[RFC] set based apis...

Thu Jul 19 03:40:17 BST 2007

On Wed, 2007-07-18 at 21:59 -0400, Aaron Bentley wrote:
> -----BEGIN PGP SIGNED MESSAGE-----
> Hash: SHA1
> 
> Ian Clatworthy wrote:
> > Generally speaking, what you're proposing is great policy. If there is
> > no need to force a constraint on an API, don't do it because it
> > restricts implementation choices.
> 
> Sure it's great in theory, but there are always reasons for enforcing
> these kind of constraints. If you need something in a particular order,
> and you get it in the wrong order, then you have to compensate, by doing
> your own sorting.
> 
> It would be silly, for example, if repositories provided knit deltas out
> of build order.  There's no advantage to storing them out of build
> order, and it's hard to imagine how they could get out of order in the
> first place.  Yet without a guarantee that they will be returned in the
> correct order, the upper layer must enforce that ordering.
> 
> I would suggest that there are at least two categories of data that
> should have an enforced ordering, and this ordering should be reflected
> in the repo storage itself:
> 1. Inventory data should be provided in parent-to-child order
> 2. File versions should be provided in a buildable order.
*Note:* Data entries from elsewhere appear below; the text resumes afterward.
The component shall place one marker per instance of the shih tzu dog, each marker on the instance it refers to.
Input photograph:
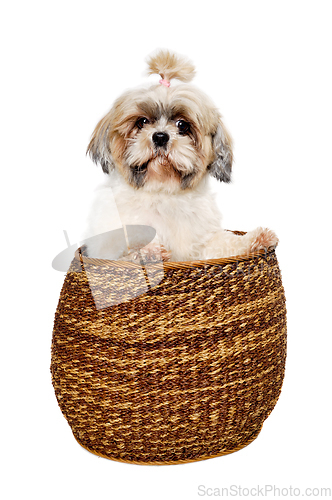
(159, 146)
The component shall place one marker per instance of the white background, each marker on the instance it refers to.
(267, 66)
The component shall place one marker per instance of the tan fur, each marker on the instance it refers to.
(165, 185)
(170, 66)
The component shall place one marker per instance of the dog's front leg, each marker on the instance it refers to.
(227, 244)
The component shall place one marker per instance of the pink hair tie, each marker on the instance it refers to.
(165, 82)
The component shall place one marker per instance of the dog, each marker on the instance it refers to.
(159, 146)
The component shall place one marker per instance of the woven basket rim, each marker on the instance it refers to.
(79, 255)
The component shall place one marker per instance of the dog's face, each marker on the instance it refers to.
(163, 138)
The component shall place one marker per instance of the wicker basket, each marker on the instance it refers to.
(170, 363)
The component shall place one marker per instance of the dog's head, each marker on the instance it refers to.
(164, 137)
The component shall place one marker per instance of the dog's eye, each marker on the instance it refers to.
(141, 122)
(183, 126)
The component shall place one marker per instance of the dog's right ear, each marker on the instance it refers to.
(99, 146)
(221, 167)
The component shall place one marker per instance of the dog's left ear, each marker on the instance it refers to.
(99, 148)
(221, 167)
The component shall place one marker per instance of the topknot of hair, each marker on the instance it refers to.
(169, 65)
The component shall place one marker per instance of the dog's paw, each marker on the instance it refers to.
(263, 238)
(149, 254)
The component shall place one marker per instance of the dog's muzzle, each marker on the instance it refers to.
(160, 138)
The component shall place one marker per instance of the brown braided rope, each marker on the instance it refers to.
(187, 369)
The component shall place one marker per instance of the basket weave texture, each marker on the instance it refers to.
(186, 370)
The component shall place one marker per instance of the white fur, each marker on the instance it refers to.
(187, 223)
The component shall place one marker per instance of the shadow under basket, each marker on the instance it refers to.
(171, 362)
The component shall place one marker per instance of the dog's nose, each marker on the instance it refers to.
(160, 138)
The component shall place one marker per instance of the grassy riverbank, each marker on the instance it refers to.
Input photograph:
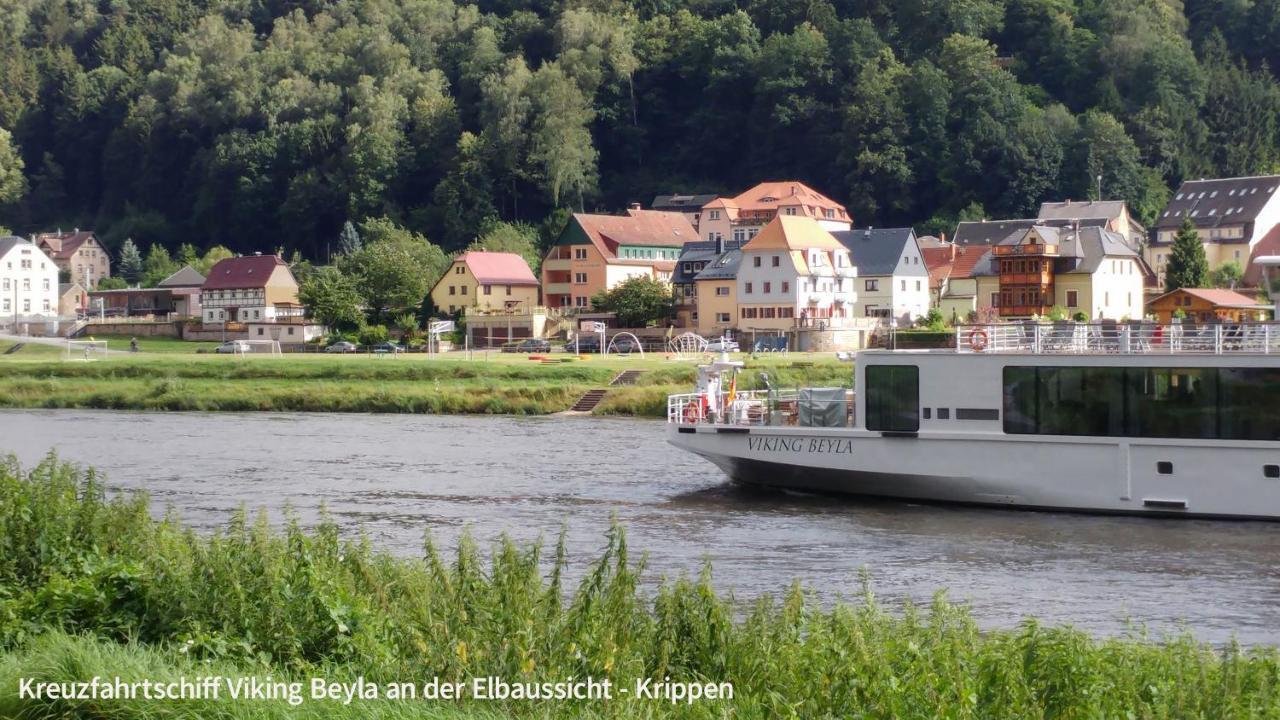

Well the sort of thing I'm looking at right now is things like the
index. But in sort order this will apply to stacked repositories too. We
may well want out of order responses with in-memory sorting taking place
in the StackedRepository object.

An example using the indices though, as that applies without needing
unwritten things.

We have in the pack-based repository a set of packs, each with an
attached index.

To answer 'Repository.revision_graph' on this we have to query each
underlying index. This can be tuned depending on the index contents, so
thats fine. To answer simpler questions like 'what are the parents of
these versions' we could:
 - query the index object for each version.
   This results in a query on each underlying separate index until each
version has been found. Lets say we want 10 results from 10 indices and
they are distributed equally across them. Then 1 result will need to
search 1 index, 1 will need to search 2 indices, 1 3 and so on. So the
total number of index lookups will be 1+2+3..+10 => (10^2 + 10)/2 = 55
queries to find 10 answers, with 45 of them misses - queries where the
desired version is not present at all.
 - query all indices for all the desired versions in parallel.
   This results in one query on the first index for 10 versions, one on
the second for 9 versions and so forth. None of the queries misses.
   => 10 queries.

So I think its clear here that querying for multiple sets of data is a
win. What about output ordering?

I'm proposing that we have two api's for things like the above. Possibly
implemented as one method with a 'sort_order' parameter, or possibly as 
two methods, one sorted and one not.

Either way, for this index query, the 'sorted' call would in the
CombinedGraph class look something like:

if sort_order is not None:
    versions = tuple(versions) #save the desired order
    result = dict(self.iter_entries(versions))
    for version in versions:
        yield version, result[version]
else:
    # the combining index query logic here.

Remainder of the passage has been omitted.